Jean-Luc Godard's "Breathless" (1960) became a curtain-raiser on '60s youth rebellion several years before anyone heard of Beatlemania. George C. Scott's Oscar-winning performance in "Patton" (1970) was so perfectly balanced that conservatives (including Richard Nixon) saluted the biopic as a patriotic homage to the blood-and-guts World War II general, while liberals saw it as a brilliant satire of a warmongering lunatic. From either viewpoint, the film brilliantly assimilated the national tensions wrought by the Vietnam conflict.

Examples abound of how cinematic indirection can produce movies with longer shelf lives than films with more explicit topical agendas.
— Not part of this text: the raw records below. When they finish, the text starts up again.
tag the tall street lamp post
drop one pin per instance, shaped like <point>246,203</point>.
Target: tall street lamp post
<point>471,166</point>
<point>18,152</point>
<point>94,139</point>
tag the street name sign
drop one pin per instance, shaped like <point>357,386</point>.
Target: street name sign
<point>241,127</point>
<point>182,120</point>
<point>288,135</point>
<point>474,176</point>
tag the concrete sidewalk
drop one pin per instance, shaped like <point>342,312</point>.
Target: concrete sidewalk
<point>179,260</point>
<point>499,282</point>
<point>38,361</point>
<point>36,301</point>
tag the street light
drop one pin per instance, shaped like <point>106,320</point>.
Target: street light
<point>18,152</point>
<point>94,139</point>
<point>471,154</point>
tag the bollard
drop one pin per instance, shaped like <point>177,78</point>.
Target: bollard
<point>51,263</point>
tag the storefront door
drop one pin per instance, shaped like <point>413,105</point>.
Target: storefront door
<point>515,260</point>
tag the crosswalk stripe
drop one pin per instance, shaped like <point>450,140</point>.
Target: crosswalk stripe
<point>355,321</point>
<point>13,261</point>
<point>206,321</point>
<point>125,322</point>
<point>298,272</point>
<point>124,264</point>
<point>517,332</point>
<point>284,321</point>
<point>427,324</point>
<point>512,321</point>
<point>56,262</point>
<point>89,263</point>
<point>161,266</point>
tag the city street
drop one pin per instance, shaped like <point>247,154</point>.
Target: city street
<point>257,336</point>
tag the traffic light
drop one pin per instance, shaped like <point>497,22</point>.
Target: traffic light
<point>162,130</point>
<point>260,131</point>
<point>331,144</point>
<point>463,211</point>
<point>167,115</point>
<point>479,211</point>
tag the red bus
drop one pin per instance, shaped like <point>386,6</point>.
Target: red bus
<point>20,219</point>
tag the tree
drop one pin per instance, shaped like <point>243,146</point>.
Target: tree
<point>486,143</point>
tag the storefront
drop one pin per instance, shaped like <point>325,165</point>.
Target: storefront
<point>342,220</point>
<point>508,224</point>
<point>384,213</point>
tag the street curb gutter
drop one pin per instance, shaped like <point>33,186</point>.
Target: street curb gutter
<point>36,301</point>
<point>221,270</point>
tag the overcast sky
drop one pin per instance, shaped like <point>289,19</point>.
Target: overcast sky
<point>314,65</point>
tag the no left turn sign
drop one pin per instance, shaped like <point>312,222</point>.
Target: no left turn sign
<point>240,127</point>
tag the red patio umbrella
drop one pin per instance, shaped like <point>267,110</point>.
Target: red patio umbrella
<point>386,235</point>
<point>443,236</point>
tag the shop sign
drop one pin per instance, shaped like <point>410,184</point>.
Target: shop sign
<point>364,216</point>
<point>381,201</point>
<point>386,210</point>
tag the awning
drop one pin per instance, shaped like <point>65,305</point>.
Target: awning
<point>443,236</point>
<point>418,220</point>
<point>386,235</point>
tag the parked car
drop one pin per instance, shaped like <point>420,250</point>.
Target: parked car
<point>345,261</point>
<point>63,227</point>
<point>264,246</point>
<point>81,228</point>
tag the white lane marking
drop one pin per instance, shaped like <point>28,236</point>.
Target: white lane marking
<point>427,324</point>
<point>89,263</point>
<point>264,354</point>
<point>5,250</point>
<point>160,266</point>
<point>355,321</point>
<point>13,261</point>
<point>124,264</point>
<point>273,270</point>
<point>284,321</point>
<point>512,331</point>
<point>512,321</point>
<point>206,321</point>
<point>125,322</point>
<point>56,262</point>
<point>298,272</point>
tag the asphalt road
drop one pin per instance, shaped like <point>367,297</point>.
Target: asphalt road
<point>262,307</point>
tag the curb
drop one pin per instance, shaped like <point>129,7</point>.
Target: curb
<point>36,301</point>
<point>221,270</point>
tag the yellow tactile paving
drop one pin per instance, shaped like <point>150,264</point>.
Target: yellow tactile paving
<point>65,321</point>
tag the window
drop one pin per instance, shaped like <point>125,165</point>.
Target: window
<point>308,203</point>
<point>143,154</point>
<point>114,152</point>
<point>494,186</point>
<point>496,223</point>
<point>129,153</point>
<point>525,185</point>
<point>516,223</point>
Ang Lee's "Brokeback Mountain" (2005) indirectly struck a blow against homophobia through relating the tragic story of two closeted love-struck cowboys. By comparison, Gus Van Sant's "Milk" (2008), about the life and times of San Francisco activist-politician Harvey Milk, pushed an upfront gay-rights message in a period when the United States was embracing same-sex partnerships as never before.

Yet despite the movie's impressive achievements and Sean Penn's standout title performance, "Milk" hasn't acquired "Brokeback Mountain's" enduring status as a harbinger of shifting popular attitudes about homosexuality. Like "Crash," Paul Haggis' drama about racial tension and redemption in contemporary L.A., which beat "Brokeback Mountain" for best picture, the sprawling, ambitious "Milk" may lose its freshness faster than Lee's intimate, poetic allegory.